Solvent,
I think the price of ALYD already reflects the growth rates you anticipate. Conventional investment theory would say that today's closing price for ALYD is the present value of all future earnings.
It seems that with a Y2k company the problem is simplified as the time frame is finite and the earnings stream is not clouded by a lot of product issues. You can go through the present value analysis, and the result will be just as obvious - with a market cap of $284 million, and eight months to earn those dollars, it seems that ALYD is overpriced.
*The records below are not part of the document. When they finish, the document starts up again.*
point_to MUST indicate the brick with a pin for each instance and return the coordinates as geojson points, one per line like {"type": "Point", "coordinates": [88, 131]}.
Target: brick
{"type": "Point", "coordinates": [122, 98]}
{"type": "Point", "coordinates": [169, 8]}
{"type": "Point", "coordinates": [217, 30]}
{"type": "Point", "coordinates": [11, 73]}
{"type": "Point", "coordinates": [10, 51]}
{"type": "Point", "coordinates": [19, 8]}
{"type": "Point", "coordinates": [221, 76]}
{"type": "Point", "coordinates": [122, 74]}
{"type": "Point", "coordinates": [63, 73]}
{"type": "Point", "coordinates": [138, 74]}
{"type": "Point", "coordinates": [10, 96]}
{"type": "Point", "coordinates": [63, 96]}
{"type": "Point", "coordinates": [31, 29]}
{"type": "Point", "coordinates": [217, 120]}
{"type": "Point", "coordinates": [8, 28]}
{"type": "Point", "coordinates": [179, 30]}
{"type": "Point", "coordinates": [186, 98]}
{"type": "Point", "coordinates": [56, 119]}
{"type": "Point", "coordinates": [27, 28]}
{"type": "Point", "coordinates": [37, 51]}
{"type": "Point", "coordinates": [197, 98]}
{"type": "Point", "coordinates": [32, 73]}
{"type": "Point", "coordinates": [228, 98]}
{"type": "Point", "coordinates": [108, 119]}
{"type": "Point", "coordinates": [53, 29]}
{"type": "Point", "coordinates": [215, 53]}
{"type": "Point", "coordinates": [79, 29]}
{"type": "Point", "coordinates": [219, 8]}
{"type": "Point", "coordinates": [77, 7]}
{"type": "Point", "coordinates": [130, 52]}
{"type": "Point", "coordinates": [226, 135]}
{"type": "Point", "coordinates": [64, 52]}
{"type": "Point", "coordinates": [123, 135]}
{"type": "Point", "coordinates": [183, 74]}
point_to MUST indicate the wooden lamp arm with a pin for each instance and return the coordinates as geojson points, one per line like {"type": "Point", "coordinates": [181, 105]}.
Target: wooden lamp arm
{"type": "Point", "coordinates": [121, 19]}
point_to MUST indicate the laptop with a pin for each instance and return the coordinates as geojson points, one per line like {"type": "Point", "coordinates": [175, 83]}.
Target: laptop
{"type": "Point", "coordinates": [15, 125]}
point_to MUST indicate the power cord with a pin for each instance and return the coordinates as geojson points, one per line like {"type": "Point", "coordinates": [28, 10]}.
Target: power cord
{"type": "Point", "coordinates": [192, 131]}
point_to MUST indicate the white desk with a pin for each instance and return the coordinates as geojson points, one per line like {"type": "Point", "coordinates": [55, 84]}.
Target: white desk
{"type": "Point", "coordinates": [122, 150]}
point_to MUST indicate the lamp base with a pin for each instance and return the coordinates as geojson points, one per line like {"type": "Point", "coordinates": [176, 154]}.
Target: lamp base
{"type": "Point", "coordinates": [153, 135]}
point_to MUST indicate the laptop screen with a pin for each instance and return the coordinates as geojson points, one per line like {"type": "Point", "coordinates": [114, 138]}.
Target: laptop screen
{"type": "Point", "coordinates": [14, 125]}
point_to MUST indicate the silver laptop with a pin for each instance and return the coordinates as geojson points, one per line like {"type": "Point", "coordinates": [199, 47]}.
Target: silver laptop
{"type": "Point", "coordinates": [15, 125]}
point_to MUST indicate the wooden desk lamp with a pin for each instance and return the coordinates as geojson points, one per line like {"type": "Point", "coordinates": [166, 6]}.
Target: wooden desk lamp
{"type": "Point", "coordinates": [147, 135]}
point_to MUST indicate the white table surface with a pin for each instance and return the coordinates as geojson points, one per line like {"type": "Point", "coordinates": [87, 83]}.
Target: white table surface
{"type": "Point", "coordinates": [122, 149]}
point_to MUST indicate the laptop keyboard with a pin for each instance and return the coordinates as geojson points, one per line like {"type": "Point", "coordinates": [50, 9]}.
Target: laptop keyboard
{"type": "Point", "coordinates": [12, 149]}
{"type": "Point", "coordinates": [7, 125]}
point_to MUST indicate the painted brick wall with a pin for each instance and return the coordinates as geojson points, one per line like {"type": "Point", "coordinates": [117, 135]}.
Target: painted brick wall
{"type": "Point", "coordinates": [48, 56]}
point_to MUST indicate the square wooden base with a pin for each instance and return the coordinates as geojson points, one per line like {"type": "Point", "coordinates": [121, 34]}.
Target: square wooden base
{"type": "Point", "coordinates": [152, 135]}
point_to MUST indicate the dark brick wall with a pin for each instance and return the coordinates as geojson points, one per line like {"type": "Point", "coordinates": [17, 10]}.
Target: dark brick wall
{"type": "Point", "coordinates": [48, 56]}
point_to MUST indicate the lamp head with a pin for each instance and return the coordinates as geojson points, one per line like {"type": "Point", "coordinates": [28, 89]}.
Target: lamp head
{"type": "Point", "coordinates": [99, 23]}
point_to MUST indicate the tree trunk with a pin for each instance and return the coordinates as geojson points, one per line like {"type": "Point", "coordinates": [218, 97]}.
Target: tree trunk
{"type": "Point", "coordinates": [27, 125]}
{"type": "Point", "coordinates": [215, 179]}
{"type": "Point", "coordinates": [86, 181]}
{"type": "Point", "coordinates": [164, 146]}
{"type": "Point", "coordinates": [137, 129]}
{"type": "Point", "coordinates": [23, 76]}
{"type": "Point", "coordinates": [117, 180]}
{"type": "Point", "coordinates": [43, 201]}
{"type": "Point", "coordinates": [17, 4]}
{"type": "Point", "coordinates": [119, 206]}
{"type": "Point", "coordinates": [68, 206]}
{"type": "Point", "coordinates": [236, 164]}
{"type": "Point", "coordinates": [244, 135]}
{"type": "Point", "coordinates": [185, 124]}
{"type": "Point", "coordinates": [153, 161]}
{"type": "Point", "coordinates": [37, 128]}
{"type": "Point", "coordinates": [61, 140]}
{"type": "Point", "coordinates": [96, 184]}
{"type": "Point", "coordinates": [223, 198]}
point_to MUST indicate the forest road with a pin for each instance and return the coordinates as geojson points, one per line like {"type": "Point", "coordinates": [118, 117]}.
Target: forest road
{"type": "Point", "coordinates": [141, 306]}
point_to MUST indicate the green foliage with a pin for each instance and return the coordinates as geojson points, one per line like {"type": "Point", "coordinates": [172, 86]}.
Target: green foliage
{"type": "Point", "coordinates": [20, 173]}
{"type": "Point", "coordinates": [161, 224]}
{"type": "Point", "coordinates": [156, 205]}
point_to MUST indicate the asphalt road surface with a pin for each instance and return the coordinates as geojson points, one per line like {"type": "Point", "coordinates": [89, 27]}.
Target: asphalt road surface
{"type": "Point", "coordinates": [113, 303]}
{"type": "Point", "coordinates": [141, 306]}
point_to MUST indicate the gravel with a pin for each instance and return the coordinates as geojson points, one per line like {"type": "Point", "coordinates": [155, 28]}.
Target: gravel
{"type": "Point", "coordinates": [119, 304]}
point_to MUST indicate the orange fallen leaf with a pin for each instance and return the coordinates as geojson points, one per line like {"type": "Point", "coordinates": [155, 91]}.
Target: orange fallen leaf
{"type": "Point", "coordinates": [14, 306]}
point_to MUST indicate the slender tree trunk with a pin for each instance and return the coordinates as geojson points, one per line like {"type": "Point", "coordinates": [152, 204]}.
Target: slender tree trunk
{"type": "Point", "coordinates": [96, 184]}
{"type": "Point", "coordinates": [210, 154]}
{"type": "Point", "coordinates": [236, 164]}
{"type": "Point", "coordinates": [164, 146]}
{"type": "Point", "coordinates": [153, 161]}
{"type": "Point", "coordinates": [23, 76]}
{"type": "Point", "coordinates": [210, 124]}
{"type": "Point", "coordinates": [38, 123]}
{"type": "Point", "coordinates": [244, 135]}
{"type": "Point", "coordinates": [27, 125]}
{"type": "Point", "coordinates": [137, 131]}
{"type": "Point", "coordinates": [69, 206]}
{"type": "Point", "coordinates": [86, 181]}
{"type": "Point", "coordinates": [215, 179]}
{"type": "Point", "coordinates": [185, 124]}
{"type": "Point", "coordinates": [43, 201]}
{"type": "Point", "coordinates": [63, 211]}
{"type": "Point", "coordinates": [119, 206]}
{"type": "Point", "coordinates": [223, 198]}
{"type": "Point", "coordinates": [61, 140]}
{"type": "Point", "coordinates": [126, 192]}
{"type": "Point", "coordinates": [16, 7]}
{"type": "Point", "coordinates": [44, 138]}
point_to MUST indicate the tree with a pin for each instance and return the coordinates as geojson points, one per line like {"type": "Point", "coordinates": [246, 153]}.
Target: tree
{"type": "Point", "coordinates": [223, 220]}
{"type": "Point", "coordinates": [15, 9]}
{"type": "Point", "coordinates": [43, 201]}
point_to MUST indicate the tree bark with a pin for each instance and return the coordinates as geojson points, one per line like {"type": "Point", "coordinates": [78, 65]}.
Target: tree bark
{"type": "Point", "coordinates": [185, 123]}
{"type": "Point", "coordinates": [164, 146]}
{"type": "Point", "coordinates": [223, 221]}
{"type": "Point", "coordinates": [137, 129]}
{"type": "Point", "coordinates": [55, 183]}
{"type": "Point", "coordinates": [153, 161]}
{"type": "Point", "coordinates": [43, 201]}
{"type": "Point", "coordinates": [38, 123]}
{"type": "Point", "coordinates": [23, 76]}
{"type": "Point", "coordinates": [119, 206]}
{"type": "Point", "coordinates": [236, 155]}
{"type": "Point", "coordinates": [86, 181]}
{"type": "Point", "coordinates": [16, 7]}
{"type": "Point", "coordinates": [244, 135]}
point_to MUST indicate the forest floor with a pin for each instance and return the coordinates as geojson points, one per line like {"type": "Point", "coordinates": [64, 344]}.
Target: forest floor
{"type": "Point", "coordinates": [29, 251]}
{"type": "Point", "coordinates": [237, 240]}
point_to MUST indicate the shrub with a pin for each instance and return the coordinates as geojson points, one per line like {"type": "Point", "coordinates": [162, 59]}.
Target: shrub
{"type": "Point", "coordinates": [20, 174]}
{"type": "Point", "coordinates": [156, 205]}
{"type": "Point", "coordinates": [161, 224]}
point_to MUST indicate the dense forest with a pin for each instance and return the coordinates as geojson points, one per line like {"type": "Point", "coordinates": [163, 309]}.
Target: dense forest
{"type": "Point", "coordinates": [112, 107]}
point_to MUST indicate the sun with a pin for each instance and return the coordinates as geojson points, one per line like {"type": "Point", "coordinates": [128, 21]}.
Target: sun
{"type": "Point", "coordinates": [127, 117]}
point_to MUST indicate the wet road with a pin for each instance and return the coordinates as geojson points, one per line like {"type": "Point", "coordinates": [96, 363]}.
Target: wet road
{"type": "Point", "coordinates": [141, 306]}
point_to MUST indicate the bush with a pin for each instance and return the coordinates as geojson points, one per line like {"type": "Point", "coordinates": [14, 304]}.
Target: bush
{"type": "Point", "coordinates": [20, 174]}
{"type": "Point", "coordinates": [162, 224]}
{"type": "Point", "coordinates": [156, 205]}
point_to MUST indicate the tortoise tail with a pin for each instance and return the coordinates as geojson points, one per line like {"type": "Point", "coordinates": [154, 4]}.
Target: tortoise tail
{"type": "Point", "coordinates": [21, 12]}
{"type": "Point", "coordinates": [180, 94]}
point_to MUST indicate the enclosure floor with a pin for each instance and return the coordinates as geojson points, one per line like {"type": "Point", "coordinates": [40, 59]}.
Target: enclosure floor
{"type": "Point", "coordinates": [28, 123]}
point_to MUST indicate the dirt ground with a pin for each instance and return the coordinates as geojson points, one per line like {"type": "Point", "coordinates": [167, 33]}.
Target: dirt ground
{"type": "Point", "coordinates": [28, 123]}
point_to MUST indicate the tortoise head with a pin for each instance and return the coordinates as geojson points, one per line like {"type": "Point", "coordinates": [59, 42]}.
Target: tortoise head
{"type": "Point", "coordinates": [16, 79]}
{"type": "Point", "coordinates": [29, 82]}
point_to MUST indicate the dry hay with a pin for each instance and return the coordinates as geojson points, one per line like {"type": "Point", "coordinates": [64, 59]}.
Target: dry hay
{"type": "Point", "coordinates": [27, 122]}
As with other "one trick ponies" ALYD is hanging its hat on the Y2k problem and come January 1, 2000, the employees will be looking to Mr. Gruder for direction. Mr. Gruder has made a superficial effort to look at the local (Charlotte) software companies for an acquisition, but none of them provide the earnings that would justify a market cap of $284,000,000.
$284,000,000 divided by eight quarters = $35,500,000/ quarter. What are earnings expected to be next quarter?
In September of 1996 the price of ALYD was $17.00. Today, 18 months later, it is $16.75. This doesn't sound like a buy and hold stock to me. And it could hardly be called a value play. So perhaps it is a trading vehicle? Mr. Gruder did the math and probably decided that he better take the money and run. So far Gruder and Tech are the only ones that have made money on ALYD.